No New Refinery in Montana…and- Bakken in the Red?

Aaron Flint posted on December 01, 2014 19:55 :: 2220 Views

This headline from The Big Sky Business Journal’s Hot Sheet seems to say it all…

Instead of Montana, another North Dakota location appears to be the lucky winner.  From the MT Chamber of Commerce e-update:

PrairieBizMag.com: Developers of a nearly-completed diesel refinery near Dickinson, ND, are eyeing the Minot area as the potential site for a similar plant.  WBI Energy, a subsidiary of Bismarck-based MDU Resources Group, developed the Dickinson refinery with Indianapolis-based Calumet Specialty Products Partners LP. 

Gee…this oughta help recruit more businesses to Montana:

KULR8-TV: Montana tax authorities appeared before the Montana Supreme Court last Tuesday to argue Cloud Peak Energy owes $3.4 million in taxes.  State district Judge Jeffrey Sherlock ruled in favor of Cloud Peak last year. 

Here’s a must-read piece by Daniel Yergin in The Wall Street Journal for those of us back here in the Bakken country of Montana and North Dakota: The Global Shakeout From Plunging Oil

The decision by members of the Organization of the Petroleum Exporting Countries on Thursday not to cut production reflects a profound shift in the world oil market. The demand for oil—by China and other emerging economies—is no longer the dominant factor. Instead, the surge in U.S. oil production, bolstered by additional new supply from Canada, is decisive. This surge is on a scale that most oil exporters had not anticipated. The turmoil in prices, with spasmodic plunges over the past few days, will likely continue.

It is now clear that the new U.S. production is more resilient than anticipated. There has been a widespread view that at around $85 or $90 a barrel extracting “tight” oil from shale would no longer be economical. However, a new IHS analysis based on individual well data finds that 80% of new tight-oil production in 2015 would be economic between $50 and $69 a barrel. And companies will continue to improve technology and drive down costs.

The OPEC members in big trouble are the “have-nots”—those with small financial reserves and high government budgets. No country clamored more loudly for OPEC production cuts than Venezuela. Once an oil powerhouse, Venezuela depends on oil revenues for up to 65% of government spending. But its production has fallen by a third since 2000. Owing to gross mismanagement, Venezuela’s economy is already in chaos, its political system in crisis and unrest is mounting. And Venezuela would be the No. 1 loser if the Keystone XL pipeline is built, as production from Canadian oil sands would displace Venezuelan heavy oil from its largest single market, the U.S. Gulf Coast refineries.

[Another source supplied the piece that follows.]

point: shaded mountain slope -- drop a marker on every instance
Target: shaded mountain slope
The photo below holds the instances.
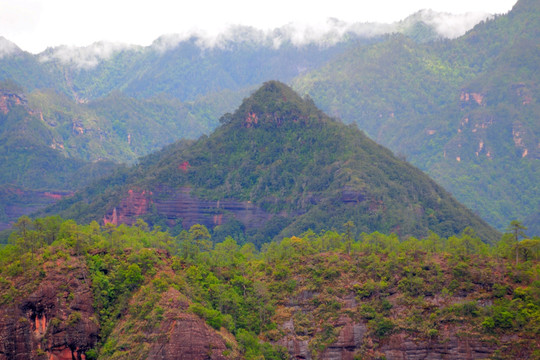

TheBlaze.com: Falling Oil Prices Just Put Two Major U.S. Shale Basins in the Red

Two of the most important U.S. shale basins, Bakken and Permian Basin, have already turned into money-losing projects, Sober Look’s Walter Kurtz noted on Saturday, as oil prices plummeted towards $60 per barrel following OPEC deciding against cutting production on Thursday.

The Daily Caller: Which Huge, Embarrassingly Backward European Country Is Financing Massive Fracking Protests?

Last year, rural and otherwise very obscure parts of Romania became a destination for zealous anti-fracking activists after Chevron, an American company, began exploratory drilling. Clashes between police and protesters became violent.

The same basic scene has also played out in Lithuania and Bulgaria.

Many Romanian officials blame the Russian government and Gazprom, a huge Russian corporation (that was the Soviet Ministry of Gas Industry until 1989), for financing and organizing the movement to demonize fracking.